これだけ聞くと、サウジの女性自身が同国の厳しい戒律ゆえの人権問題など、難しい問題を訴える作品だと思われる方もいるかもしれません。サウジアラビアの女性に対する先進国等に広く流布するイメージは、どちらかと言えば抑圧された対象というものが多いのではないかと思います。

サウジで女性が男性を差し置いて映画を作るということ自体、非常に大きな挑戦であると思いますが、当の監督は女性の権利を声高に主張するのではなく「映画への愛だけです」とキッパリと仰っています。

女性が車の運転を許されない、外を女性一人では歩けないない、一夫多妻制などで悩まされる女性の姿も映画の中にも登場しますが、本作はそうした不条理を訴える作品ではなく、ステレオタイプな犠牲者イメージのサウジの女性を覆すような内容です。

主人公は10歳の少女ワジダ。

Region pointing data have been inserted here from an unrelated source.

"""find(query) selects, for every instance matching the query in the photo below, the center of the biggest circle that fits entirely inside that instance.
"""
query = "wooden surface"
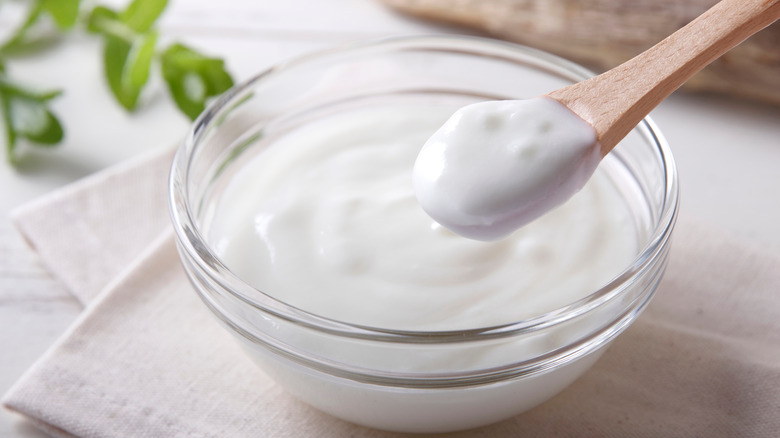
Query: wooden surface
(616, 101)
(605, 33)
(734, 187)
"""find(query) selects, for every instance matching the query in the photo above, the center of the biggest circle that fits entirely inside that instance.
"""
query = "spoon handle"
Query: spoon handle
(617, 100)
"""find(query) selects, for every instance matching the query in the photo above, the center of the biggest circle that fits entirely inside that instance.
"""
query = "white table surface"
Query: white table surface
(728, 151)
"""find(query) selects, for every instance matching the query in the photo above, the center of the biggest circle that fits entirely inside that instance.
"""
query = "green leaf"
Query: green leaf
(32, 120)
(140, 15)
(127, 66)
(115, 53)
(64, 12)
(139, 61)
(192, 78)
(26, 115)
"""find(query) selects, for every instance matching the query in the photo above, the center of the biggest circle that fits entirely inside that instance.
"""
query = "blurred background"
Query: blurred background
(727, 146)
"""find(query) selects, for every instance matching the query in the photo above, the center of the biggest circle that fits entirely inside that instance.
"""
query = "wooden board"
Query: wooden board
(604, 33)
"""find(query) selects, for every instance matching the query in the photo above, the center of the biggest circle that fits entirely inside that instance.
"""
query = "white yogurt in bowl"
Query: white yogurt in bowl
(297, 222)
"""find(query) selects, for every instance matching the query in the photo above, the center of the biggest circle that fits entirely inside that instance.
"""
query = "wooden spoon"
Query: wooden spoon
(616, 101)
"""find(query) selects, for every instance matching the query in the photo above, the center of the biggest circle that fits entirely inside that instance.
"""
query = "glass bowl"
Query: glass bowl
(389, 379)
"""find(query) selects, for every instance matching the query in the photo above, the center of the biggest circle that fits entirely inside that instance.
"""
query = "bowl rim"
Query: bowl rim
(190, 241)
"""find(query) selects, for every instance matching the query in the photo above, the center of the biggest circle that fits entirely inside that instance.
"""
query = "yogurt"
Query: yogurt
(495, 166)
(326, 219)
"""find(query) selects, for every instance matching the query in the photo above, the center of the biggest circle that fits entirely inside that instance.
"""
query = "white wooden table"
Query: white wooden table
(728, 152)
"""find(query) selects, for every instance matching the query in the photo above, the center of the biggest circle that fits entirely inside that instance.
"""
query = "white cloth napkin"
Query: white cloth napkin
(145, 359)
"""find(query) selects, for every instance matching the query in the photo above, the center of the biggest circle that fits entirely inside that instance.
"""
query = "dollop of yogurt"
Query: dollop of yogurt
(495, 166)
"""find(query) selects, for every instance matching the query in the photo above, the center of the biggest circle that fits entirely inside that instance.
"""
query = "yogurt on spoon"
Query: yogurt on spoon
(495, 166)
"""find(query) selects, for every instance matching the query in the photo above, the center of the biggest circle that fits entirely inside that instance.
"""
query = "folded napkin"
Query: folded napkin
(146, 359)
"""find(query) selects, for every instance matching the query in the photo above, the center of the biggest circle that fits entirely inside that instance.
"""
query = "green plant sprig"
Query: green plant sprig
(130, 50)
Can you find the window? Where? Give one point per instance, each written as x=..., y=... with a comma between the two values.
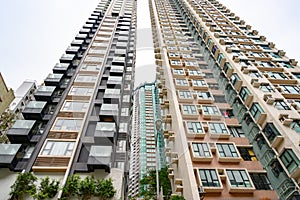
x=54, y=148
x=210, y=110
x=189, y=109
x=78, y=91
x=278, y=75
x=247, y=153
x=244, y=93
x=236, y=131
x=86, y=78
x=234, y=78
x=255, y=74
x=199, y=83
x=290, y=160
x=204, y=95
x=201, y=150
x=185, y=94
x=194, y=72
x=271, y=132
x=281, y=105
x=261, y=181
x=295, y=125
x=238, y=178
x=218, y=127
x=75, y=106
x=291, y=89
x=67, y=124
x=266, y=88
x=194, y=127
x=182, y=82
x=178, y=71
x=227, y=150
x=256, y=110
x=209, y=178
x=90, y=67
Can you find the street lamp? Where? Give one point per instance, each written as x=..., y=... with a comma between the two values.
x=158, y=125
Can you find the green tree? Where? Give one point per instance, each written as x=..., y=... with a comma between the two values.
x=71, y=187
x=24, y=185
x=7, y=119
x=105, y=189
x=148, y=184
x=47, y=189
x=177, y=198
x=87, y=187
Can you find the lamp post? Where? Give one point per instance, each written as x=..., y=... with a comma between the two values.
x=158, y=125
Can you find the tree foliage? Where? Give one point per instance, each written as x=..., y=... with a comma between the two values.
x=148, y=184
x=7, y=118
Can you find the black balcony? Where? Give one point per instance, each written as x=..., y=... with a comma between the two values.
x=53, y=80
x=21, y=132
x=61, y=68
x=100, y=158
x=45, y=93
x=34, y=110
x=8, y=155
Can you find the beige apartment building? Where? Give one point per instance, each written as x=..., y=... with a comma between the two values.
x=6, y=95
x=230, y=104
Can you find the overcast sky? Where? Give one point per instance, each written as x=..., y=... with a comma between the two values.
x=34, y=33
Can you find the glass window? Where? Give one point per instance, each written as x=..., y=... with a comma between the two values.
x=182, y=82
x=234, y=78
x=210, y=110
x=227, y=150
x=178, y=71
x=67, y=124
x=204, y=95
x=201, y=150
x=218, y=127
x=256, y=110
x=185, y=94
x=261, y=181
x=290, y=160
x=278, y=75
x=209, y=178
x=266, y=88
x=81, y=91
x=199, y=83
x=247, y=153
x=238, y=178
x=281, y=105
x=236, y=131
x=189, y=109
x=75, y=106
x=244, y=93
x=86, y=78
x=270, y=131
x=55, y=148
x=291, y=89
x=194, y=127
x=90, y=67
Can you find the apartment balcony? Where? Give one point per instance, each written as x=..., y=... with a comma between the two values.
x=100, y=158
x=21, y=132
x=8, y=155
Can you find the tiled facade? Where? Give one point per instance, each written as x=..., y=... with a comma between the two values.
x=230, y=104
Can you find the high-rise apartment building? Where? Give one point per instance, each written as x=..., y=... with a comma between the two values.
x=147, y=143
x=230, y=104
x=6, y=95
x=79, y=119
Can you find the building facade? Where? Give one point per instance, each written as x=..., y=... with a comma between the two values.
x=229, y=103
x=147, y=143
x=79, y=120
x=6, y=95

校則も平気で破り、西洋音楽を聴き、ジーンズとスニーカーを履きこなすこの女の子が、幼なじみの少年と自転車レースをしたいがために自転車を買うために奔走します。女の子が自転車に乗るというのも憚られる社会なのですが、ワジダは気にせず自分のやりたいことを貫きます。そしてここがこの映画のプロットの上手い部分ですが、自転車を買うお金をためるためにワジダが目をつけたのが、学校で開催されるコーランの朗読コンテストの賞金。社会の常識からはみ出すようなことをしたいがために、社会の規範の根源のコーランを必死に覚えるという、ユーモアが皮肉が非常に上手く効いています。表向き完全に「改心」したワジダは見事コンテストに優勝し、賞金を獲得します。

なんとか知恵を絞って自分の目的を達成しようとするワジダはエネルギッシュで、たんなる無力な被害者ではありません。そうしたステレオタイプなイメージを非常にポジティブな手法で打ち破っています。同情や恐怖によってサウジの女性への関心を高めるような方法論も、世の中にはたくさんありますが、当のサウジの女性自身の手によるこの作品は、それとは別のアプローチで批判ではなく、観る人へ共感を誘っています。

この映画の中にも一夫多妻制で夫が別の妻の家に行って帰ってこないことを悲しむお母さんや、遠い職場に行く為にわざわざ運転手を雇わないといけない大変さなども描写されますが、その理不尽さを全面に出して被害者として描写するのを巧みに避けています。生身の葛藤する人間として描くが、哀れな犠牲者とは決して描きません。

例えばこういう広告もありますが、これはこれで啓蒙する力はあるでしょう。

サウジアラビア女性への虐待問題を喚起した広告 | 売れる仕組みを作るマーケティング手法・戦略事例集「マーケラボ」

この広告で喚起する感情は怒りや同情心に近いのではないでしょうか。それはそれで大きなブームを起こす時によく利用される感情です。(いろんな怪しい運動にもよく利用される感情でもある)
この映画はむしろ共感を通じて、サウジの人たちも自分たちとそんなに変わらないと思わせてくれる作品です。この映画を見ると、日本とは全く違う文化を持つ国の人々が今まで以上に身近に感じることができると思います。